Sure, but easy to do is not a good argument for adding a feature.

It would add syntactic overload just because “other languages also have specific syntax for this”. One of the strengths of Scala is that it has a lot of features that do not require these bespoke solutions for every little thing.

Both the prototype by @JD557 (scastie) and my earlier experiment that uses a macro to delegate to the companion of the inferred type (scastie) allow more or less the proposed language extension, except using method call syntax on some imported name instead of overloading brackets, i.e., some variant of val x: List[Int] = *(1, 2, 3).
Maybe there are some inconvenient edge cases with those implementations, but it seems much more fruitful to explore those implementations over syntactic additions to the compiler.

Some other notes:
• The “lookup a method in the companion object of the inferred type” prototype is ~30 lines of code, not sure how that does not count as simple to implement.
• Is it even feasible to add type class instances with the frozen standard library?
• The only need that was expressed by people for this feature was to make certain patterns in external libraries more convenient, was there any requests to make Seq(1, 2, 3) and Map("a" -> "b") more convenient?
• My impression is that the need was specifically for cases with many constructors, where it is uninteresting to remember which name is required at what position in the structure, because the structure is known to the compiler anyway. Allowing this usecase would require explicit adoption by third party libraries.
• Yet, how long until third party libraries could realistically make use of this? Given that it is such a minor syntactic convenience, and that libraries are encouraged to stay on old Scala versions, it seems this might take some years. I think it’s likely that people would just keep using the established patterns indefinitely.

mberndt · December 13, 2024, 4:19pm

I can’t follow this reasoning at all, in fact I think the opposite is true: the “# as placeholder for companion object of expected type” re-uses existing machinery to a much greater degree than the typeclass based proposal.

like the typeclass based proposal it re-uses the compiler’s existing notion of an expected type (we know the compiler has such a notion because it can infer argument types for lambda expressions)
unlike the typeclass based proposal, it re-uses the existing scoping rules for lambda expressions with _ placeholders
unlike the typeclass based proposal, it enables re-use of a vast amount of functionality in and around the companion object, like the apply method, but also things like the of method on LocalDateTime or collection conversions in expressions like myList.to(#) where the expected type is some other collection type

And that is actually the main reason why I think this design is much superior: it actually fits with the language as it exists today. The typeclass based proposal is a Swift feature bolted onto Scala to make it look more like Python.

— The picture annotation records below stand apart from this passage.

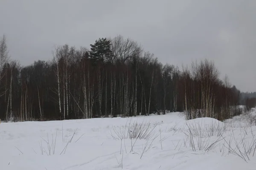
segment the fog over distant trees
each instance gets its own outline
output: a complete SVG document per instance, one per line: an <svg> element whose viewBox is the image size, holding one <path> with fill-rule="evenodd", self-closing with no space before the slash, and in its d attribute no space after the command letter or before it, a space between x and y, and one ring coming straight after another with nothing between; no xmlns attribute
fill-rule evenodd
<svg viewBox="0 0 256 170"><path fill-rule="evenodd" d="M0 119L49 120L183 111L188 119L240 113L241 93L212 61L163 64L136 41L99 38L56 46L51 61L21 67L0 42ZM244 94L241 94L244 96Z"/></svg>

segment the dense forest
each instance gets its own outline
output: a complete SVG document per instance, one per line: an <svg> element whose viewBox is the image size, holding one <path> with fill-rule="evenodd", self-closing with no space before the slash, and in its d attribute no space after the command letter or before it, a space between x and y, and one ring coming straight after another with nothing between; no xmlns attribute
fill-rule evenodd
<svg viewBox="0 0 256 170"><path fill-rule="evenodd" d="M163 65L136 41L100 38L90 49L64 45L52 60L21 67L0 42L0 119L49 120L184 111L188 119L239 113L240 91L213 61Z"/></svg>

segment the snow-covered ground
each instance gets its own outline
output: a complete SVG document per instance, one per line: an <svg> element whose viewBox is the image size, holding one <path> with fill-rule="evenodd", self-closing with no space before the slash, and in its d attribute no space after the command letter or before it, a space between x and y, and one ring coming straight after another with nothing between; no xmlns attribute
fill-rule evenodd
<svg viewBox="0 0 256 170"><path fill-rule="evenodd" d="M0 170L255 170L256 112L2 123Z"/></svg>

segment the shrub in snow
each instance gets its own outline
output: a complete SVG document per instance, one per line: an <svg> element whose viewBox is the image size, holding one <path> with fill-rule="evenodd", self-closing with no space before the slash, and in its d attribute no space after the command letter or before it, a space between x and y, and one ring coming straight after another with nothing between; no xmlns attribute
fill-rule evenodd
<svg viewBox="0 0 256 170"><path fill-rule="evenodd" d="M111 136L113 139L117 140L127 139L148 140L152 138L155 133L157 125L144 121L141 123L137 121L132 123L131 119L129 124L128 125L127 122L124 127L113 127Z"/></svg>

And that is another reason why the “companion object placeholder” idea is a better design: the moment it’s released, you can start using it. Your libraries don’t need to change. You don’t need to add typeclass instances to your code. It just works.

MateuszKowalewski · December 13, 2024, 5:54pm

That’s indeed really not a good argument to introduce some odd and extremely irregular syntax.

“Because the mainstream does it” was never an argument in Scala. Actually the opposite. Scala dismissed a lot of mainstream stuff to create in the end superior and groundbreaking solutions, leading the way to substantial improvements of the status quo in the whole programming language space! We should not look back at the others, we should look forward to still be the one who gets copied, not the other way around.

I like the idea.

I started to use Scala much more for “scripting” since Scala-CLI, and I love it. But in that domain such shortcuts as proposed would be really welcome. For a single Map or Seq it makes of course no difference. But if you write code like in a primitive dynamic language (which you do often when you write “scripts”) you start to have a lot of nested Maps and Lists. Than even the three letters start to matter, as they’re just clutter. I would prefer a shorter, visually more lightweight syntax for that use-case. But I take the lib solution anytime before some odd syntactic overload!

If nothing happens here I’m going to steal the code that was proposed so far… I like it. I’m very grateful to @JD557 for providing it!

Maybe someone wants to publish a mico-library should this here not move, so no code needs to be stolen?

I’m not sure about the “katana”, though. I think @odersky is right in that that seems a little bit “too powerful”. JD557’s solution also works with type-classes, which is imho the right approach as it limits the shorthand syntax to only where TC instances are provided. That seems about right on the power level. It’s flexible, but not too magic. (Granted, a few years back TCs were considered advanced, and sometimes “too magic”. But we’re over this thankfully!)

mberndt · December 13, 2024, 6:04pm

There is no way to consistently argue that the _ placeholder in lambda expressions is OK but the # placeholder for the companion object is not. It’s completely arbitrary, and probably based on the fact that people have had years to get used to _ whereas # is a new idea.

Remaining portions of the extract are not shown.